The sound of a window sliding up…must’ve been from around the side facing the widow’s house, the bedroom off the kitchen. Travis rose and, in a crouch, crept over to peep around the corner. He heard someone inside coughing harshly, deep wracking coughs. The screen popped out onto the ground and he saw a bare leg dangle out across the windowsill.
No way. None of
them
were going to screw up his average for the night. When he played, he played to win, and tonight he was going to nail them 100 percent. No prisoners, no quarter, no survivors.
He waited until two arms appeared outside the window, and then a head and shoulders. Travis surged around the side of the house like a charging rhino, bringing back his two-by-four like a baseball bat. The kid never saw it coming. Travis swung with everything he had, the end of the five-foot length of board catching the kid in the face with the sound of a bursting melon. It swatted him back through the window as easily as a fly.
He had to see. He just had to see.
Travis dropped the board and latched onto the windowsill, chinning himself up to peer through the open window. He grinned. The kid lay spread-eagle across his bed, face up, a thick flow of blood streaming from his mouth and nose. Such a lovely scene by firelight.
And then it all went wrong.
The kid must’ve been storing fireworks in his room, the ones they’d been shooting off earlier, because something in a box on the floor erupted like a colorful volcano.

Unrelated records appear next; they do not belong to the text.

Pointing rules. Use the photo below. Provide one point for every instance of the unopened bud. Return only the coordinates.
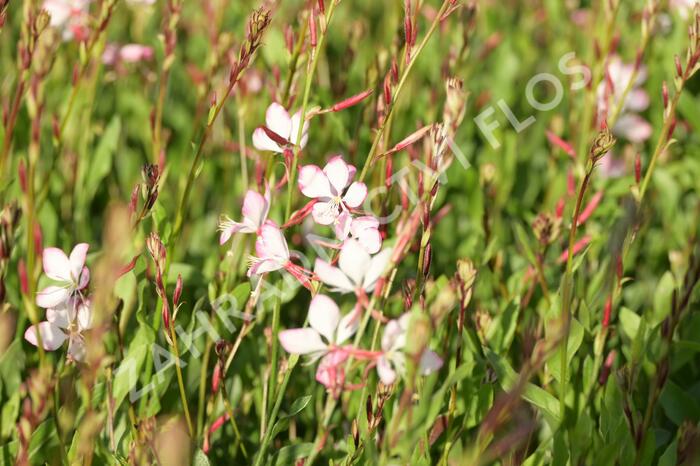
(679, 67)
(602, 144)
(350, 101)
(664, 93)
(178, 290)
(216, 378)
(23, 281)
(22, 172)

A burst of green and red sparks showered in front of his eyes, and Roman candles shattered the window and sizzled his cheek. Travis dropped to the ground but by this time it was too late, way too late, and he could barely see to grope his way back home.
He stumbled in through his back door, one hand clutching at his cheek. Beneath his fingers, the skin felt hard and ragged. He made his unsteady way into the bathroom, flipped on the light.
Son of a bitch!
Two angry raw trenches had been seared across his left cheek, and his eyebrows and short bangs had been crisped, and flecks of ash and soot stained his cheeks and around his eyes. And the pain! It felt like a thousand hot needles were probing at his face. He splashed water onto his face, cool soothing water, to wash away the flashmarks. The rest he was stuck with for a while.

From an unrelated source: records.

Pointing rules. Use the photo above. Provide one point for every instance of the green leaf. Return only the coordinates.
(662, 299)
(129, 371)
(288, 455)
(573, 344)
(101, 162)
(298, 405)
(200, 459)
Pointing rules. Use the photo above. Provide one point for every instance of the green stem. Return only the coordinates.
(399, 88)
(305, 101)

Dizzy, he grabbed a beer in the kitchen, pressing the cold can to his cheek as he returned to his bed to collapse once more. Just rest a few moments, think of what to do next, everything would take care of itself, so long as he could grab a little shuteye.
The last thing he heard before he fell asleep was the cluster of sirens, coming closer, closer, louder.

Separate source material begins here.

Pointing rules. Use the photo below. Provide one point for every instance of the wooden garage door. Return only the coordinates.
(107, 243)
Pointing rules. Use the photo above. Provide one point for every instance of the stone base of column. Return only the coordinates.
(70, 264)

In the end, it could’ve been the perfect crime. Travis hadn’t been particularly stealthy about it. He could’ve been seen by another neighbor, although this wasn’t the case. In the smoking ruin of the house, investigators found nothing to indicate arson. To the contrary, they found a shattered liquor bottle next to the remains of the couch and a horribly charred body, along with a heavy glass ashtray. Telltale signs of carelessness that had ended in tragedy.
But outside the house they found a length of two-by-four, unburned and clearly not part of the structural framework. Upon closer examination, they found it tainted with a small amount of blood and tissue and mucus.
The perfect crime, if not for the fireworks.
Police and arson investigators began making the rounds in the neighborhood in mid-morning. Travis had slept through his alarm, then the phone calls from work when he didn’t show up. The doorbell finally cut through, and he shuffled to the front door, barely awake, swearing under his breath at whoever was out there.
And when he swung the door open to reveal himself…heavily muscled, cruel-eyed, burned face, and singed hair, wearing a dark T-shirt that still smelled faintly of smoke…the investigators knew they had someone who warranted more than a routine questioning.
And Travis, who wasn’t yet wholly awake and thinking clearly until the July sun started to clear his mind, knew he’d screwed up.